Anche segnali di accesso come il tono e il ritmo della voce, piuttosto che la mimica facciale o il tipo di respirazione sono precisi indicatori rappresenzazionali. Se il tuo canale è quello auditivo la tua respirazione è diaframmatica e il tono e il ritmo della voce fluttuanti. Differentemente, una respirazione superficiale e un tono e ritmo della voce più elevato ti contraddistinguerebbero come una persona visiva o al contrario come cenestesica.

A completamento del modello B.A.G.E.L., i gesti e la postura ti scoprono come visivo se nell’interazione tocchi o indichi gli occhi, la schiena è appoggiata, la testa e le spalle sono dritte o incurvate. Invece, gesti come toccare o indicare le orecchie, muovere le mani vicino alle orecchie, toccare la bocca o la mascella unitamente al corpo proteso in avanti, testa eretta, spalle all’indietro e braccia conserte ti tradiscono come auditivo. Mentre il toccare l’area del torace e dello stomaco e tutti i gesti compiuti al di sotto del collo, testa e spalle abbassate e respirazione addominale fanno di te una persona che nel rapportarsi al mondo usa più propriamente un canale rappresentazionale di tipo cenestesico.

Comprendere il proprio stile rappresentazionale preferenziale ci consente di consapevolizzare le nostre capacità in modo da trarne il massimo vantaggio e colmare eventuali lacune.
Ad esempio la lentezza nell’apprendere i concetti tipica delle persone cenestesiche può essere ovviata sviluppando la memoria fotografica e quindi dando più spazio al canale visivo.
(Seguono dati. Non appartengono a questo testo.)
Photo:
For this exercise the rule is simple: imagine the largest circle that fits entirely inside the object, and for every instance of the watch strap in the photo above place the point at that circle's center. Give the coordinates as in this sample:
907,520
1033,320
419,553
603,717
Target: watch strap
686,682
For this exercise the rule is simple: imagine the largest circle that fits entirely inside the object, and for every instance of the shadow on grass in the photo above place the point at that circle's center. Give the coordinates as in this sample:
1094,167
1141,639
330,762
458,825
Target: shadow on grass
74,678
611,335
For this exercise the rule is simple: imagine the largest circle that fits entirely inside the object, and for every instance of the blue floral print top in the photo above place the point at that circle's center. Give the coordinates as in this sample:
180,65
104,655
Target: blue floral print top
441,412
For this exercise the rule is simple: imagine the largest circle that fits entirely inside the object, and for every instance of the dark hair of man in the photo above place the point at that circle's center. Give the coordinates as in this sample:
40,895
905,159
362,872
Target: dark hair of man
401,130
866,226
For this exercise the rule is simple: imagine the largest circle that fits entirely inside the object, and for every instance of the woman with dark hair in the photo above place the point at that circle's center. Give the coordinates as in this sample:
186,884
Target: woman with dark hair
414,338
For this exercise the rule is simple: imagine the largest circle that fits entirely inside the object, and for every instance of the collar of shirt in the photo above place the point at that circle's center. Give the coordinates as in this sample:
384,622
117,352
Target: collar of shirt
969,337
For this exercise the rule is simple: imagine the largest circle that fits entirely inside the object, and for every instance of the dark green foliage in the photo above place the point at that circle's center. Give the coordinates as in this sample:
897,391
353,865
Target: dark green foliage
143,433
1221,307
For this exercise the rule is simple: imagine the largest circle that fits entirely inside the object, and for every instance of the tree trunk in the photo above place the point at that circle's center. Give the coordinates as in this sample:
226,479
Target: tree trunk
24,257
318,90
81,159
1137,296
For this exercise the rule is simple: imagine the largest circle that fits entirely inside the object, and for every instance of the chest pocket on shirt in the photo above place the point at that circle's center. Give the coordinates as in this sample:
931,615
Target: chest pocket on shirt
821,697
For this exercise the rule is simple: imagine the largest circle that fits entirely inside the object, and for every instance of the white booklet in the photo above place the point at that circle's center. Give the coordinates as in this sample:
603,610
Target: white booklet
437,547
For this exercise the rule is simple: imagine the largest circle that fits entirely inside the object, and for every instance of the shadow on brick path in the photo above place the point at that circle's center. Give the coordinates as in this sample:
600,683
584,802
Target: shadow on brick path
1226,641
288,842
L’eccessiva gestualità del visivo può essere mitigata attraverso il cenestesico (movimenti lenti) così come l’essere prolisso dell’auditivo può essere moderato usando la capacità di sintesi visiva.

Comprendere l’altrui stile rappresentazionale preferenziale crea i fenomeni di rapporto, fiducia e influenza.
Per cui un messaggio, verbale o non verbale che sia, sarà univoco e svilupperà la sua massima efficacia solo se soggettivato al canale conoscitivo e comunicativo dell’altro.
Ciò significa che comunicherò per immagini, in modo sintetico e diretto evitando troppi particolari nel caso di una persona “visiva”, evitando il contatto visivo prolungato e un tono di voce troppo alto se voglio relazionarmi con un auditivo o troppo formale o manipolativo con un cenestesico.

Conoscere gli stili rappresentazionali facilita la comunicazione e la relazione, ci consente di rispondere con soluzioni mirate a esigenze pratiche e di confrontarci in modo rilassato, empatico ed efficace.